The epochal shift toward neoliberalism-a web of related policies that, broadly speaking, reduced the footprint of government in society and reassigned economic power to private market forces-that began in the United States and Great Britain in the late 1970s fundamentally changed the world. Today,
the word “neoliberal” is often used to condemn a broad swath of policies, from prizing free market principles over people to advancing privatization programs in developing nations around the world.
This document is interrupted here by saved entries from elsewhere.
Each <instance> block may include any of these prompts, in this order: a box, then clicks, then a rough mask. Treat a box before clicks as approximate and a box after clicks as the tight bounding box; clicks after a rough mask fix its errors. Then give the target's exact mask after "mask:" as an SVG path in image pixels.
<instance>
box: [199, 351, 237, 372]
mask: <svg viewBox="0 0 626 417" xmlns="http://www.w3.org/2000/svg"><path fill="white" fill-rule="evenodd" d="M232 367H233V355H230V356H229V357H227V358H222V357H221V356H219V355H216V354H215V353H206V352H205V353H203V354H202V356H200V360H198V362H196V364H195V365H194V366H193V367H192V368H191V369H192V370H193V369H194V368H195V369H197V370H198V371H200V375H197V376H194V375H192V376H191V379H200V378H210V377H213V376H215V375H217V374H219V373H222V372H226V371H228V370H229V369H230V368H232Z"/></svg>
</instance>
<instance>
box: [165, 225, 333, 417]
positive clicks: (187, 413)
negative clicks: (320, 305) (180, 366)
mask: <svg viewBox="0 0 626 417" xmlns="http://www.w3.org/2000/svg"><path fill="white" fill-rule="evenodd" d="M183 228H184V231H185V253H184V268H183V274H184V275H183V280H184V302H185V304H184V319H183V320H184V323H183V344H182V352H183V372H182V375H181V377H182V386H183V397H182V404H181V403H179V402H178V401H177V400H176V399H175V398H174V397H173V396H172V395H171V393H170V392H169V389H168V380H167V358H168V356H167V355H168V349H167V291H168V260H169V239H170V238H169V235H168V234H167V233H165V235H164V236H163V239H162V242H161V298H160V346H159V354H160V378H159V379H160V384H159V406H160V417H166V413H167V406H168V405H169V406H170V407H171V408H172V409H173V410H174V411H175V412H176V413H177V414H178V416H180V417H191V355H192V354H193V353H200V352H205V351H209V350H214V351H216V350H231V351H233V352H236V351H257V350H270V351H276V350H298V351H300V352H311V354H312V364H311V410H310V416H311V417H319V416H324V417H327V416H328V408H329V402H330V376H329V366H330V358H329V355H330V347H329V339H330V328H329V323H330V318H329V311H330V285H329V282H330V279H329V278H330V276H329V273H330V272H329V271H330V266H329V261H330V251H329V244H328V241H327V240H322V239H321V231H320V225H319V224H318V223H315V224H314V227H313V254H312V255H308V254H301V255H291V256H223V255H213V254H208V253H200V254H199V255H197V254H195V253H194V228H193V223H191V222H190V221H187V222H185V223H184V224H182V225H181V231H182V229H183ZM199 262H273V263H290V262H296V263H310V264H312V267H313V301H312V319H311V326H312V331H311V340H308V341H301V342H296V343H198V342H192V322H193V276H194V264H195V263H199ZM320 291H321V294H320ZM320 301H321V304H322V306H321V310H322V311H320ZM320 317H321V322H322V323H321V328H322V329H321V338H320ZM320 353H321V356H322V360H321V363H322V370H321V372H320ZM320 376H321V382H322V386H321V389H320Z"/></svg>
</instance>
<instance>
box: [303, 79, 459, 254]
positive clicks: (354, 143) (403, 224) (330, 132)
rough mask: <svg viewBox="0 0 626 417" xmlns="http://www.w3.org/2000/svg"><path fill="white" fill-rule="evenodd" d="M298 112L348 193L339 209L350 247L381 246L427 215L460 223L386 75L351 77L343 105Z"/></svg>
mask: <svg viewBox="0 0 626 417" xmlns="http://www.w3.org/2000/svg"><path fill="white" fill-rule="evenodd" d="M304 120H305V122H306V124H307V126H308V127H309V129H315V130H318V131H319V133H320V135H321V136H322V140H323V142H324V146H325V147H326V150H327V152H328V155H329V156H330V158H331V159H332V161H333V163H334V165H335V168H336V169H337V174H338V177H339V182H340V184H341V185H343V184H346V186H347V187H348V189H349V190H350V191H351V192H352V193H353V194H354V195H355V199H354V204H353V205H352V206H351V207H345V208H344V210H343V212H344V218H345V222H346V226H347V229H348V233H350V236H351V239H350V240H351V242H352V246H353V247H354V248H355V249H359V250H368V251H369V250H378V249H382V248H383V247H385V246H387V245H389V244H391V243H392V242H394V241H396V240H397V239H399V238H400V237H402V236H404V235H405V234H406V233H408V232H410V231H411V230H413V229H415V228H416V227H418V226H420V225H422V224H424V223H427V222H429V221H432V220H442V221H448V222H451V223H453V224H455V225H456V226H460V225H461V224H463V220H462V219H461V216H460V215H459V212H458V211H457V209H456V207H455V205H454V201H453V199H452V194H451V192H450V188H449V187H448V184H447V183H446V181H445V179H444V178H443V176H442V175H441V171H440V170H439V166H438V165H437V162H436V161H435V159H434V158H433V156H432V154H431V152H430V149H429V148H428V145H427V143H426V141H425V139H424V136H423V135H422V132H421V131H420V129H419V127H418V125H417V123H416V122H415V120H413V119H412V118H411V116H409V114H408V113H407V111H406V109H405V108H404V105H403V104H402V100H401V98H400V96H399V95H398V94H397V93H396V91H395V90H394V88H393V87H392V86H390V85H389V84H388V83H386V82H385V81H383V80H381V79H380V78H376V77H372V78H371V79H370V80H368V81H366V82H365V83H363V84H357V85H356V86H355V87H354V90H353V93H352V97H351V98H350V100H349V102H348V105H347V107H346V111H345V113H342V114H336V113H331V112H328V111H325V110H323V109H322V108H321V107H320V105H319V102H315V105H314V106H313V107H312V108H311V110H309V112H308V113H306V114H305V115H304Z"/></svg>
To be sure, neoliberalism has contributed to a number of alarming trends, not least of which has been a massive growth in income inequality. Yet as the eminent historian Gary Gerstle argues in The Rise and Fall of the Neoliberal Order, these indictments fail to reckon with the full contours of what
neoliberalism was and why its worldview had such persuasive hold on both the right and the left for three decades. As he shows, the neoliberal order that emerged in America in the 1970s fused ideas of deregulation with personal freedoms, open borders with cosmopolitanism, and globalization with the
promise of increased prosperity for all. Along with tracing how this worldview emerged in America and grew to dominate the world, Gerstle explores the previously unrecognized extent to which its triumph was facilitated by the collapse of the Soviet Union and its communist allies. He is also the
first to chart the story of the neoliberal order’s fall, originating in the failed reconstruction of Iraq and Great Recession of the Bush years and culminating in the rise of Trump and a reinvigorated Bernie Sanders-led American left in the 2010s.
An indispensable and sweeping re-interpretation of the last fifty years, this book illuminates how the ideology of neoliberalism became so infused in the daily life of an era, while probing what remains of that ideology and its political programs as America enters an uncertain future.